In County of Orange v. Superior Court (2000) 79 Cal. App. 4th 759 94 Cal. Rptr. 2d 261, Edith and Feilong Wu filed a defamation action against the Orange County Sheriff's Department after being publicly named suspects in their child's unsolved murder. The Wus swiftly served the sheriff's department with a request for production of essentially all documents relating to the criminal investigation. When the department refused to comply, the Wus moved to compel production. The superior court conducted an in camera review of the file and ordered its production. This court reversed. "We conclude on the record before us that the public interest in solving the child's homicide and bringing the perpetrator(s) to justice out-weighed the Wus' interest in obtaining the discovery sought, at least at the time this matter was considered below." (County of Orange v. Superior Court, supra, 79 Cal. App. 4th at p. 767.) The matter was left open to further judicial review. We noted the trial court could at some later point order disclosure of part or all of the file upon a determination that "the risk to the investigation from releasing confidential information from the investigative file is no longer a compelling concern." (County of Orange v. Superior Court, supra, 79 Cal.
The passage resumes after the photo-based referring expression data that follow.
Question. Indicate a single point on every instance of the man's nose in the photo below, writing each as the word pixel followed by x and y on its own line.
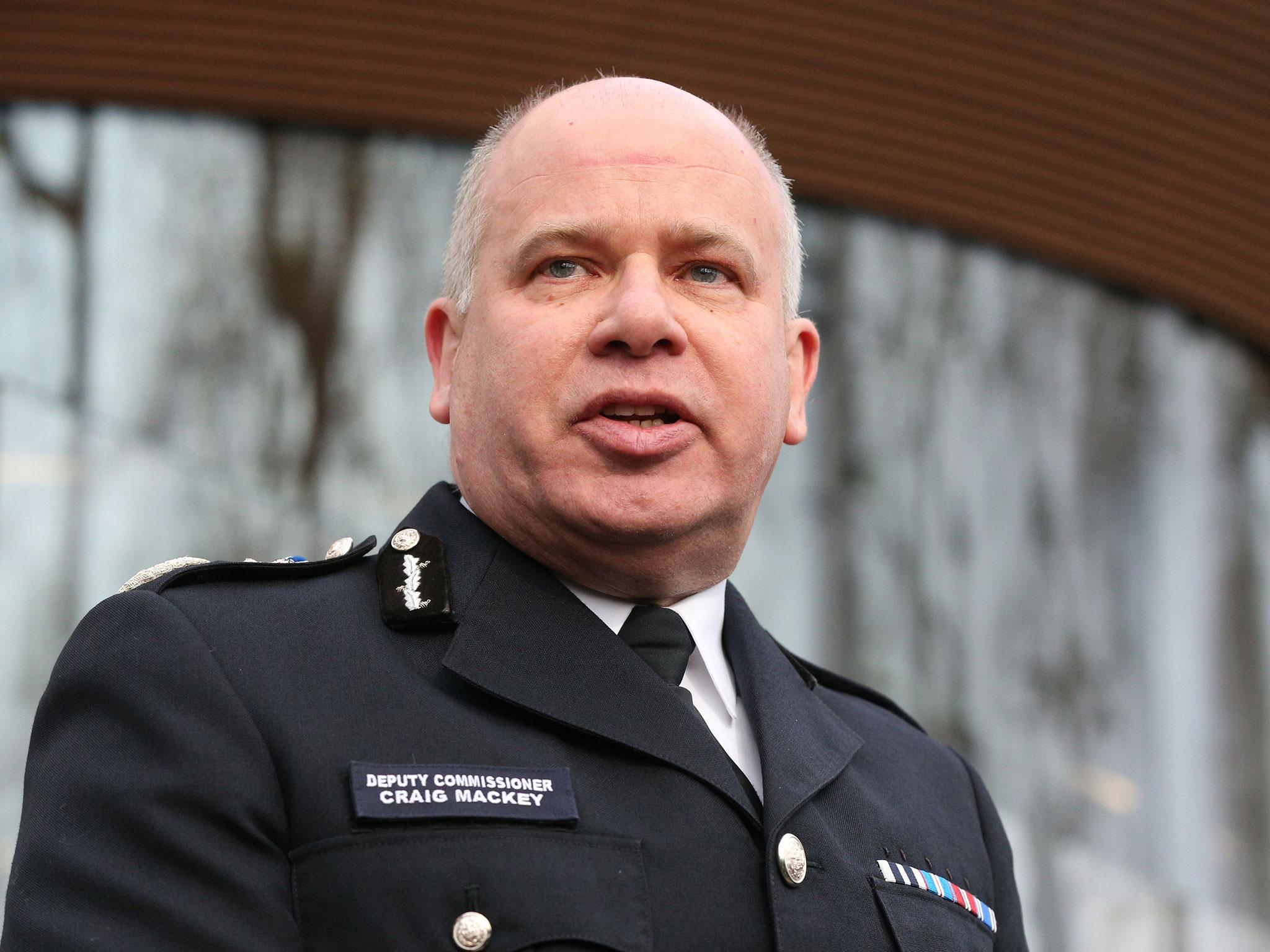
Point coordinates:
pixel 639 315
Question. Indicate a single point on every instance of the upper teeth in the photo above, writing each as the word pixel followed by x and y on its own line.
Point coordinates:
pixel 642 415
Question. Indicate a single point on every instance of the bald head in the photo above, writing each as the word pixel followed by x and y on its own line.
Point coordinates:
pixel 567 123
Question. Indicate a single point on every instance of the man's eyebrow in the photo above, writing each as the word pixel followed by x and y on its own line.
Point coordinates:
pixel 551 234
pixel 713 238
pixel 685 238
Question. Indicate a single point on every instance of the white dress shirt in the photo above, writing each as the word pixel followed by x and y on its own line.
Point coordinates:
pixel 708 677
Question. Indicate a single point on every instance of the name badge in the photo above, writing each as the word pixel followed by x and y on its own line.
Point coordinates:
pixel 427 791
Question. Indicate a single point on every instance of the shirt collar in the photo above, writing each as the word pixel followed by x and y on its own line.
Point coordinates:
pixel 701 612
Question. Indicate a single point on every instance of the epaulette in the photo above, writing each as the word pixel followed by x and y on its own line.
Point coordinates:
pixel 414 583
pixel 187 569
pixel 849 687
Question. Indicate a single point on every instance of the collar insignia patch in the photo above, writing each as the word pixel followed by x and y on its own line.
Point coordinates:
pixel 929 881
pixel 437 791
pixel 414 582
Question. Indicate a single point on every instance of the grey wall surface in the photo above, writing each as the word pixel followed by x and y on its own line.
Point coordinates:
pixel 1034 509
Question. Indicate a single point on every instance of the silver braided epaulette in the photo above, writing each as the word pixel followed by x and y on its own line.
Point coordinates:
pixel 338 550
pixel 154 571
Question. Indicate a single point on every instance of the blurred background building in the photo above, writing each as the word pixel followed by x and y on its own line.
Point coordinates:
pixel 1036 505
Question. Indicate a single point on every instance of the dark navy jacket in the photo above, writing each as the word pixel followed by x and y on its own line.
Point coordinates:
pixel 189 780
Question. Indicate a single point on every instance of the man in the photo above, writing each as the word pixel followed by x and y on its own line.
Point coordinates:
pixel 494 734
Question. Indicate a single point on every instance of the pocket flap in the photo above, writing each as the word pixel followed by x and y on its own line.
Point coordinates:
pixel 925 923
pixel 535 886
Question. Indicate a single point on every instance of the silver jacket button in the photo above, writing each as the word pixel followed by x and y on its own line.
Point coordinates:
pixel 339 547
pixel 791 860
pixel 406 540
pixel 471 931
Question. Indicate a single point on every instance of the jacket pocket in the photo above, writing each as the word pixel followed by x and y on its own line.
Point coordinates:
pixel 550 889
pixel 921 922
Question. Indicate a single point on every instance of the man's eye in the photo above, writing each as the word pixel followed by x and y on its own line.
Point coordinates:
pixel 563 268
pixel 706 275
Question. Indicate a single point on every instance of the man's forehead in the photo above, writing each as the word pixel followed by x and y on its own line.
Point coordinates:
pixel 623 122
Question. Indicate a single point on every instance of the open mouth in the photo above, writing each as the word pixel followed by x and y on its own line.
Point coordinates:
pixel 646 415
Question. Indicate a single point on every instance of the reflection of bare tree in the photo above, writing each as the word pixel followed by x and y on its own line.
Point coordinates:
pixel 306 255
pixel 68 202
pixel 68 205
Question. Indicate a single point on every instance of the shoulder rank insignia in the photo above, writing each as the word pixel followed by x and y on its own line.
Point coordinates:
pixel 414 583
pixel 154 571
pixel 187 568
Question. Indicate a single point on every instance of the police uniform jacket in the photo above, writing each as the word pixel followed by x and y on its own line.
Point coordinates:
pixel 242 757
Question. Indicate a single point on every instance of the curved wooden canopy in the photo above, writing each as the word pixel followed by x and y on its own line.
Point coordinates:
pixel 1127 139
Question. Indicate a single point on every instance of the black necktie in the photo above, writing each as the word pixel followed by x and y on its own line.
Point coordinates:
pixel 662 639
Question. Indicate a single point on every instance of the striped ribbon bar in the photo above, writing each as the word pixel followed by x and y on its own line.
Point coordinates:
pixel 931 883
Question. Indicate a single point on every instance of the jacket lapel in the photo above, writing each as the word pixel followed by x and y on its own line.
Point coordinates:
pixel 803 744
pixel 522 637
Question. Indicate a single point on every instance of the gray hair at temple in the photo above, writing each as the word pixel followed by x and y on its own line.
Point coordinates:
pixel 459 272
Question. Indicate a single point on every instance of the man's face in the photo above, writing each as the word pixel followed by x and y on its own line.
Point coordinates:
pixel 625 371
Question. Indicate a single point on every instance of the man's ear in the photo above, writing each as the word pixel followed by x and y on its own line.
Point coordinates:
pixel 442 332
pixel 803 351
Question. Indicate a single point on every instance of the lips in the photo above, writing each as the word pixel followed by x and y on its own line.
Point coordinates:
pixel 636 427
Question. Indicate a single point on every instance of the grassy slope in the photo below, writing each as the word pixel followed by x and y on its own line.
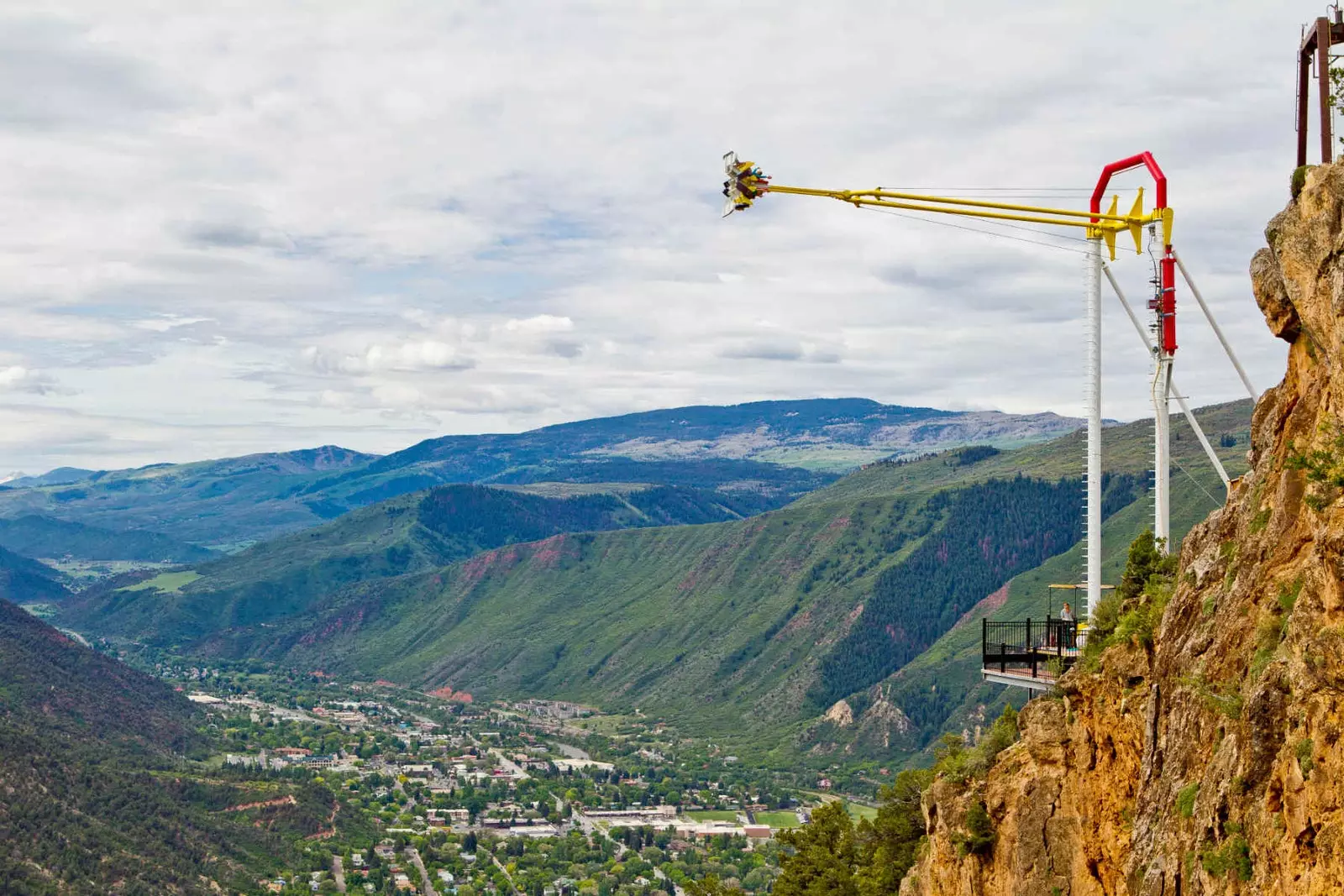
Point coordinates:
pixel 38 537
pixel 1126 449
pixel 24 579
pixel 210 503
pixel 80 810
pixel 654 617
pixel 624 616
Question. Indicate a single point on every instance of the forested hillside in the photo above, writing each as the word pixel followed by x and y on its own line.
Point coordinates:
pixel 26 580
pixel 750 457
pixel 39 537
pixel 413 532
pixel 746 629
pixel 85 808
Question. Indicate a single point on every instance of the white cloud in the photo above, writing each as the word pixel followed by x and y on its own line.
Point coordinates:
pixel 20 379
pixel 367 224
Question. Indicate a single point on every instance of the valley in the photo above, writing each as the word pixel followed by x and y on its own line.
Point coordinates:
pixel 864 594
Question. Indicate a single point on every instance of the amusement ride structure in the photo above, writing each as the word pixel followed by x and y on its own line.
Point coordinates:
pixel 746 183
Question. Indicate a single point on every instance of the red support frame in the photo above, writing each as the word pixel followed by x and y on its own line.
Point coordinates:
pixel 1167 302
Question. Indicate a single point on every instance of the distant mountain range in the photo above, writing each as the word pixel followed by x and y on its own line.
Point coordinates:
pixel 98 795
pixel 746 629
pixel 748 457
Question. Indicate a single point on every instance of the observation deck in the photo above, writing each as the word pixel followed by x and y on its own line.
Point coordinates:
pixel 1030 653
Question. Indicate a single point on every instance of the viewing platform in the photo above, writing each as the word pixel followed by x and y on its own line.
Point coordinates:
pixel 1030 653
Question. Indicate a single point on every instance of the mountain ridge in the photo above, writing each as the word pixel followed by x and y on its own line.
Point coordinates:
pixel 776 450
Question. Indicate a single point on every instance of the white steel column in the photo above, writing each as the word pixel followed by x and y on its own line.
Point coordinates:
pixel 1218 331
pixel 1171 383
pixel 1162 452
pixel 1093 379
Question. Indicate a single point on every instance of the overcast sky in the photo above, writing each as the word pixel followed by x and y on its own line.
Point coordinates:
pixel 275 226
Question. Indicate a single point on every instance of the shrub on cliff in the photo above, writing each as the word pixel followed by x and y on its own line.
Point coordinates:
pixel 1133 611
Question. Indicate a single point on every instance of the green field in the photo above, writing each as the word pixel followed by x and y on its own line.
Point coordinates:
pixel 859 812
pixel 777 819
pixel 618 618
pixel 170 582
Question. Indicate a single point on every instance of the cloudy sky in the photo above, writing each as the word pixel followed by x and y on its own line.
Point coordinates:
pixel 273 226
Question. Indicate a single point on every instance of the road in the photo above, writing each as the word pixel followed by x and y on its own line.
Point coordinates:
pixel 338 875
pixel 676 889
pixel 508 765
pixel 571 752
pixel 420 866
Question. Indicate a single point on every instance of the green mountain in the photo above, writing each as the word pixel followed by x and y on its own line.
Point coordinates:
pixel 421 531
pixel 93 799
pixel 26 580
pixel 208 503
pixel 743 629
pixel 752 457
pixel 39 537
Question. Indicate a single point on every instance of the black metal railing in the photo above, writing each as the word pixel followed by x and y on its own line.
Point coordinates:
pixel 1028 644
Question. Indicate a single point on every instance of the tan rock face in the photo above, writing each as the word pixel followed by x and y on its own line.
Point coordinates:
pixel 1214 765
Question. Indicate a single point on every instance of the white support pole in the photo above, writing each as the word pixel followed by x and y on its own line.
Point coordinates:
pixel 1093 379
pixel 1175 392
pixel 1162 453
pixel 1218 329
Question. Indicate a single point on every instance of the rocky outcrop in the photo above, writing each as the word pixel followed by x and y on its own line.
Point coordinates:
pixel 1211 762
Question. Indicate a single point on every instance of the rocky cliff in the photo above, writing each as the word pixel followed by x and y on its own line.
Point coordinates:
pixel 1205 758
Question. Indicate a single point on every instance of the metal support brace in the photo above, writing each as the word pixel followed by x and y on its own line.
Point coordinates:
pixel 1180 399
pixel 1218 329
pixel 1093 379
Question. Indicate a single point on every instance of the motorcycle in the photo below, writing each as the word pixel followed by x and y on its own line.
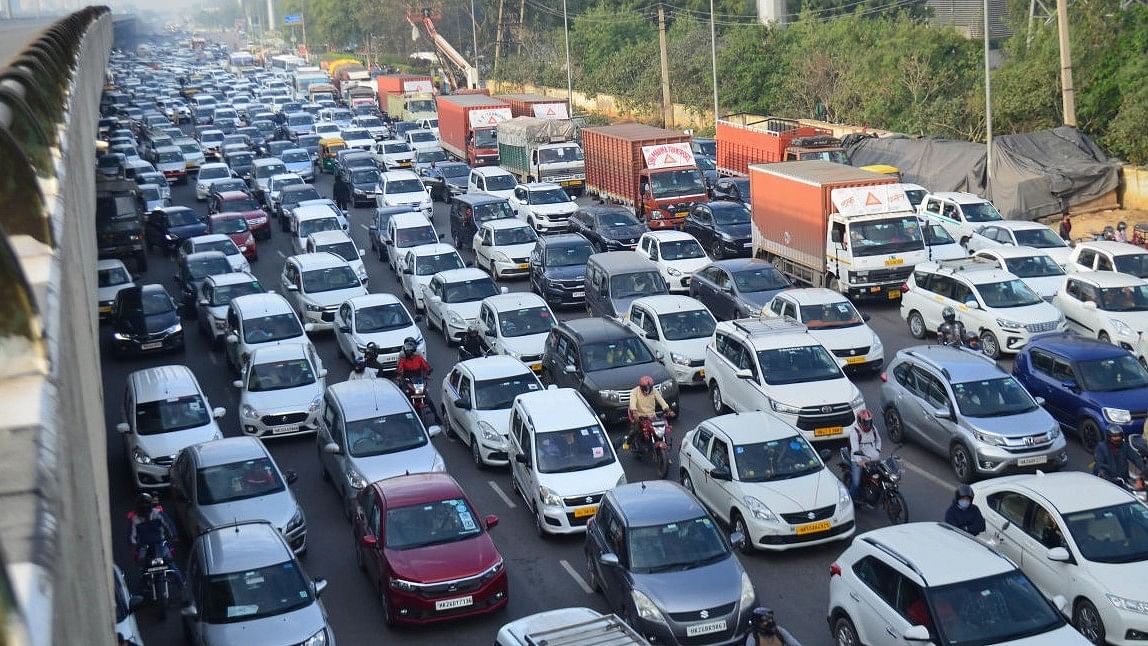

App. 4th at pp. 768-769.) Significantly, in County of Orange we declined an in camera review of the investigative file, declaring we had no "need to look at it to understand, for example, that it contains details only the killer(s) would know." (County of Orange v. Superior Court, supra, 79 Cal. App. 4th at p. 763, fn. 2.) Without examining the contents of the file, the Court held the entire file privileged on the ground that the government's interest in protecting the confidentiality of information obtained from a (by then) four-year-old homicide investigation outweighed the interests of civil litigants in gaining discovery helpful to their case.